Affiliation:
1. Department of Neurology, Santokba Durlabhji Memorial Hospital, Jaipur, Rajasthan, India
2. Department of Neurosurgery, Santokba Durlabhji Memorial Hospital, Jaipur, Rajasthan, India
Abstract
Background:
Mechanical thrombectomy (MT) for arterial ischemic stroke, although established in adults, is not endorsed routinely for children. The procedure is even rare in children with stroke involving posterior circulation. Here we describe, a child with ischemic stroke due to thrombotic occlusion in the posterior circulation, which was successfully treated with MT.
Clinical Description:
A 12-year-old boy presented with sudden-onset vertigo, imbalance, slurring of speech, inability to stand, associated with headache and vomiting for 8 hours, without any associated fever, trauma, or seizures.
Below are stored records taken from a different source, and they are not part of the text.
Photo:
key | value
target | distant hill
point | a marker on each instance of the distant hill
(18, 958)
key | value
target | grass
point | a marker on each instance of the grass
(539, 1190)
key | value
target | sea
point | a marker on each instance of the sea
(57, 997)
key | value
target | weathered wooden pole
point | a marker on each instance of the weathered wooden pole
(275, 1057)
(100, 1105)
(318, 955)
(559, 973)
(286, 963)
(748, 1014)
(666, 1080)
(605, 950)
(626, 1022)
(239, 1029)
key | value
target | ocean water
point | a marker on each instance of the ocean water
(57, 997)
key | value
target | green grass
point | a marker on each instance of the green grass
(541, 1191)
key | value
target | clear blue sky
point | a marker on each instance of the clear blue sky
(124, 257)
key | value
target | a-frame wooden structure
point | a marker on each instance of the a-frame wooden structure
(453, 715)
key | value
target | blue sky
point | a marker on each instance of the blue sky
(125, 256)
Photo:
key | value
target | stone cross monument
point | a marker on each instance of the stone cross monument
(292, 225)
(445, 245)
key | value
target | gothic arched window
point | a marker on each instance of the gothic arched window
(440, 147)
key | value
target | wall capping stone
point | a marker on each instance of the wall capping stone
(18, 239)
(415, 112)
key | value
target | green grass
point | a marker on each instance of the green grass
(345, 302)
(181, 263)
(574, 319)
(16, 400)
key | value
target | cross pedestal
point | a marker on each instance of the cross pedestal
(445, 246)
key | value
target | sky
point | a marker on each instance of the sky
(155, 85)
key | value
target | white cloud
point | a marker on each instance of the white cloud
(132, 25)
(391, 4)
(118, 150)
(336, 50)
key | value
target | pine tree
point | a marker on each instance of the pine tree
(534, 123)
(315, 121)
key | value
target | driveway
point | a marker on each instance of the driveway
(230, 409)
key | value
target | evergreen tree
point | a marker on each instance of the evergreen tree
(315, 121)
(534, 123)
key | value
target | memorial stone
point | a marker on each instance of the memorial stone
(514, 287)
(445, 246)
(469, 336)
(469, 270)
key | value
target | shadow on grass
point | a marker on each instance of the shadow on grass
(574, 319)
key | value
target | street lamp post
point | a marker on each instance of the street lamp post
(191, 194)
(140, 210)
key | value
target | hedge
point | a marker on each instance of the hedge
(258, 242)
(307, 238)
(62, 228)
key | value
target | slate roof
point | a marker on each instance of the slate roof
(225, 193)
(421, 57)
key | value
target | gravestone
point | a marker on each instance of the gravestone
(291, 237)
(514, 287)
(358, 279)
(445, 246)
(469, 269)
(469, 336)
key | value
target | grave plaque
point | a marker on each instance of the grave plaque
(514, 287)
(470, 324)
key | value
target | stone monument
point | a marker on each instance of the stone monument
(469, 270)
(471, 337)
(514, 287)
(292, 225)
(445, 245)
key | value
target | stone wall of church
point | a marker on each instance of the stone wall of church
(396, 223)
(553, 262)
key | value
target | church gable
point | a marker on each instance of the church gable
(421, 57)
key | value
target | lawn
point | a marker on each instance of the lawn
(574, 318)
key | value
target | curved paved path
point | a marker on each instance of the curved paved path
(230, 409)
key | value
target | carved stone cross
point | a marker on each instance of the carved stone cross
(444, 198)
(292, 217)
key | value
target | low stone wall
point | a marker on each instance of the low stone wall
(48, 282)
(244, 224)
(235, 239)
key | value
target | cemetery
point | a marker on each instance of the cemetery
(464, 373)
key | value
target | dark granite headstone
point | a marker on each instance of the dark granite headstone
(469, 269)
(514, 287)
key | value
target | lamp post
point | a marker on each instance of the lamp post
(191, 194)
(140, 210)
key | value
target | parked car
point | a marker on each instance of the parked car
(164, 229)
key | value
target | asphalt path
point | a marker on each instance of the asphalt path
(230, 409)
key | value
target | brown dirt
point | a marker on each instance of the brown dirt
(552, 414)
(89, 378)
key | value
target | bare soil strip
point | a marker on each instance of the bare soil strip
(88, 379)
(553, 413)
On initial examination, his National Institute of Health Stroke Scale (NIHSS) score was 8. Other systems were within normal limits and there was no cutaneous rash.
Management and Outcome:
Investigations revealed a normal complete hemogram, lipid profile, serum homocysteine, fibrinogen, and D-dimer levels along with a normal hemoglobin electrophoresis profile. The electrocardiography, two-dimensional echocardiography were normal and even antinuclear antibodies, antiphospholipid antibodies were negative. Magnetic resonance imaging (MRI) of the brain demonstrated multiple acute infarcts in bilateral cerebellar hemispheres, pons, and right anterior thalamus. Noncontrast MR angiography (MRA) of the head and digital subtraction angiography showed distal basilar artery cutoff and right vertebral artery dominance. As the NIHSS score worsened to 10, a MT with solitaire was done (after 12 hours of onset of symptoms), and reperfusion was achieved in two passes. The child showed remarkable improvement in NIHSS score to 2 by 5 days. At discharge, the child had residual mild ataxia. Despite investigations, the cause of thrombosis remained unknown.
Conclusion:
Our case highlights that in case of significant large arterial occlusion with rapid worsening of symptoms, MT may be considered, even if it involves posterior circulation, and the child presents beyond the usual window of 4–6 hours.